Note the use of Parallel() to use all available cores for Monte Carlo simulation. I ran this with 20x parallelism for more sample size.

We can run this for different sized spin glasses. In each of the trajectories, let's start with a random noise starting_p=0.5 spin glass:

# fixed starting_p=0.5
p0, starting_p, num_frames, n_jobs, num_trajectories_per_job = 0.5, 0.5, 1000, 20, 5
ps = [0.50, 0.75, 0.90, 0.975]
Ns = [10, 20, 50, 100]
saturation_limits = [0.9, 0.95, 0.95, 0.95]
for N, saturation_limit in zip(Ns, saturation_limits):
    r = get_saturation(N, p0, [starting_p] * len(ps), ps, num_frames,
                         n_jobs, num_trajectories_per_job, saturation_limit)

Plotting the saturation trajectories for the $10 \times 10$ case, for different $p$s (y-axis is % of majority aligned spins, x-axis is frame/steps, each trajectory is a line, 100 lines for 100 trajectories):

Probabilistic spin glass

This shows that for the $10 \times 10$ spin glass (notice the sat in the plot titles):

  • at $p=0.5$, none of the trajectories saturate within 1000 frames (first, left-most plot)
  • at $p=0.75$, 67% of trajectories saturate within 1000 frames (second plot)
  • at $p=0.9$ and higher, all trajectories saturate

Repeating this for the $20 \times 20$ spin glass:

Probabilistic spin glass

$50 \times 50$:

Probabilistic spin glass

$100 \times 100$:

Probabilistic spin glass

What this suggest is that:

  • Higher $p$ leads to higher likelihood of saturation.
  • Higher $N$ makes it harder to saturate, ie. for a higher $N$ spin glass $p$ also has to be higher to saturate.
  • The saturation ceiling is sticky. For all cases considered, it seems that once a system saturates, it's very hard to escape, ie. come back down from the saturation ceiling; of the trajectories shown, there is not a single case where this happens.

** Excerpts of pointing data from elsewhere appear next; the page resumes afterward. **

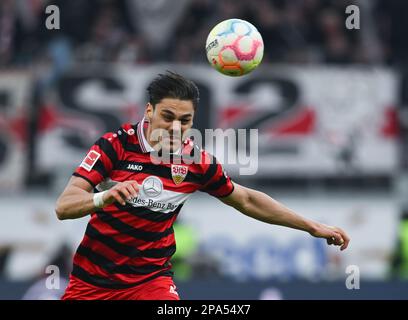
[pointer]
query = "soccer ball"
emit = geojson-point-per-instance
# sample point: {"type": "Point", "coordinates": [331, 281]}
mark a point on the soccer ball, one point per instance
{"type": "Point", "coordinates": [234, 47]}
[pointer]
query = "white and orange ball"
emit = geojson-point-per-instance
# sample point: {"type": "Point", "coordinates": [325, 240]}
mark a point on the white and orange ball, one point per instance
{"type": "Point", "coordinates": [234, 47]}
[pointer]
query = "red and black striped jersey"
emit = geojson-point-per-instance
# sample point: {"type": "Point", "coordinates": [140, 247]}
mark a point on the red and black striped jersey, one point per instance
{"type": "Point", "coordinates": [127, 245]}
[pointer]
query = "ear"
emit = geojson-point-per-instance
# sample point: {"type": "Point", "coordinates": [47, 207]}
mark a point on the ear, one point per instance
{"type": "Point", "coordinates": [149, 111]}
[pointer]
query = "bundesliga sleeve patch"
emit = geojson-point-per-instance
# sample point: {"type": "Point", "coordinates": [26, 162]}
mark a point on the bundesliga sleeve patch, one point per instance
{"type": "Point", "coordinates": [90, 160]}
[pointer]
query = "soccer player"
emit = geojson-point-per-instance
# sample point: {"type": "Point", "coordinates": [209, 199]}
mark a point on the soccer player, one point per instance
{"type": "Point", "coordinates": [133, 201]}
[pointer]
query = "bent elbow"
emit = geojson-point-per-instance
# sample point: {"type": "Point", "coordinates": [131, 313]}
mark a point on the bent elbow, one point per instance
{"type": "Point", "coordinates": [60, 212]}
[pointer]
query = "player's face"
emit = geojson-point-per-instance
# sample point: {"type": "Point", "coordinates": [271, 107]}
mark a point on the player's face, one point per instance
{"type": "Point", "coordinates": [169, 119]}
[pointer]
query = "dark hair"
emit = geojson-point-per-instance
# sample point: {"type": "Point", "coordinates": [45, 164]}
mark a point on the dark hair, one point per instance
{"type": "Point", "coordinates": [172, 85]}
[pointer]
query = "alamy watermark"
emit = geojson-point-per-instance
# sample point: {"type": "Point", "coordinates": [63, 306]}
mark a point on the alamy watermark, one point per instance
{"type": "Point", "coordinates": [353, 18]}
{"type": "Point", "coordinates": [52, 282]}
{"type": "Point", "coordinates": [231, 147]}
{"type": "Point", "coordinates": [52, 22]}
{"type": "Point", "coordinates": [353, 278]}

I will not show it here, but the notebook shows it: this behaviour is not dependent on starting_p, the $p$ used to generate the initial grid in the trajectories. Whether starting_p=p or starting_p=0.5 (random noise), the behaviour is the same (after 1000 frames).

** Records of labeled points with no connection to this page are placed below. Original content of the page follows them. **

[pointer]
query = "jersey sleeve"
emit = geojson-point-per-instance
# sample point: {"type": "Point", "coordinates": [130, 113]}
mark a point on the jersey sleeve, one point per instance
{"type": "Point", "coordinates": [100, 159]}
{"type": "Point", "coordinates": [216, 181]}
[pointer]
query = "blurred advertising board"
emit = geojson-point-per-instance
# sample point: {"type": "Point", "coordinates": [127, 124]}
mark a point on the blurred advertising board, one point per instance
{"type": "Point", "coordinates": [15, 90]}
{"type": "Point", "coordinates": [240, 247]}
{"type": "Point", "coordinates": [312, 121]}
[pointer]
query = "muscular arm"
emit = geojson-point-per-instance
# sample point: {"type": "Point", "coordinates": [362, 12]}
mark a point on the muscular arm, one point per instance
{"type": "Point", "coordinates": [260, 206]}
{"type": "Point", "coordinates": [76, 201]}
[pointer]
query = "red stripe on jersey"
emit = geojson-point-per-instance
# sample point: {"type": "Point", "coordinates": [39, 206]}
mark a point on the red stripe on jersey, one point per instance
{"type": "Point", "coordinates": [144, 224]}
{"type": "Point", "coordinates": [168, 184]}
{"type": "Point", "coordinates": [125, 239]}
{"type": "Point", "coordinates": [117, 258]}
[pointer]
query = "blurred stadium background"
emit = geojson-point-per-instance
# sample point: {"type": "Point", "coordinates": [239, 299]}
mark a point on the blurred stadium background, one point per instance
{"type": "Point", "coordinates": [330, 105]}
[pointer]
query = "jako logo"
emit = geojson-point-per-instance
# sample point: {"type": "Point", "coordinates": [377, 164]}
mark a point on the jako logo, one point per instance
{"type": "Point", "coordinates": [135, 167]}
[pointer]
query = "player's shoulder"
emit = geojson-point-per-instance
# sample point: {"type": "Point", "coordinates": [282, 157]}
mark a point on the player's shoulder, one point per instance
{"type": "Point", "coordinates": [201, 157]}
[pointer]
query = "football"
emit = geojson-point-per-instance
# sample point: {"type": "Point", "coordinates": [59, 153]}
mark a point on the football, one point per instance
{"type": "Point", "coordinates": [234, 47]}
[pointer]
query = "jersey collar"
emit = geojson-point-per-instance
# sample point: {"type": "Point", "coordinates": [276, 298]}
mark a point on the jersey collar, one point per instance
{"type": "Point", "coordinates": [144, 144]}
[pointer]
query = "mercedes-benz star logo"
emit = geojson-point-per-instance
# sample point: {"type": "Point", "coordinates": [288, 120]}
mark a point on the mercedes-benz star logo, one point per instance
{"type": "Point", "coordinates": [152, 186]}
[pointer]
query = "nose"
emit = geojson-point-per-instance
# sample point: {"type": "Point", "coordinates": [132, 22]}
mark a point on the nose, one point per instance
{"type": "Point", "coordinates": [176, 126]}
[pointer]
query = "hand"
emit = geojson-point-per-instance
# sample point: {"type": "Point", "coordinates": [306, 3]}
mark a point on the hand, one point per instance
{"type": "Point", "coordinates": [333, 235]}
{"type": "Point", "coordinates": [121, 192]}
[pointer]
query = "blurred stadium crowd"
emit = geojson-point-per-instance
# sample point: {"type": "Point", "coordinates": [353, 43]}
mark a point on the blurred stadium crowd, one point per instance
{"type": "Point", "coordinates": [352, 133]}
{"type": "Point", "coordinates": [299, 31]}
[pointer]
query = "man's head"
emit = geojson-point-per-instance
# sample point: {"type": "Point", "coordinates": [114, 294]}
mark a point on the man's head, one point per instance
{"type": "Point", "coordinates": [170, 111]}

Let's stop looking at individual trajectories, and plot the saturation ratio (of the 100 trajectories), for different sized grids, at different $p$s:

Probabilistic spin glass

This confirms what we saw on the trajectory plots:

  • higher $p$ leads to higher likelihood of saturation
  • higher $N$ makes it harder to saturate, ie. for a higher $N$ spin glass $p$ also has to be higher to saturate


The lower $N$ curves suggest that there is a critical $p$, above which trajectories are very likely to saturate. I suspect that this is the case for larger spin glasses too, but 1000 frames is not enough to see this; however, this is not clear, since the definition of a frame is $N$-dependent. Subsequent experiments to run:

  • zoom in on the critical $p$ at varous spin sizes
  • see if the critical "floor to ceiling" behavior is there for large $N$, at higher frame count
  • as the frame count goes to infinity, would all spin glasses at all $p$s saturate eventually?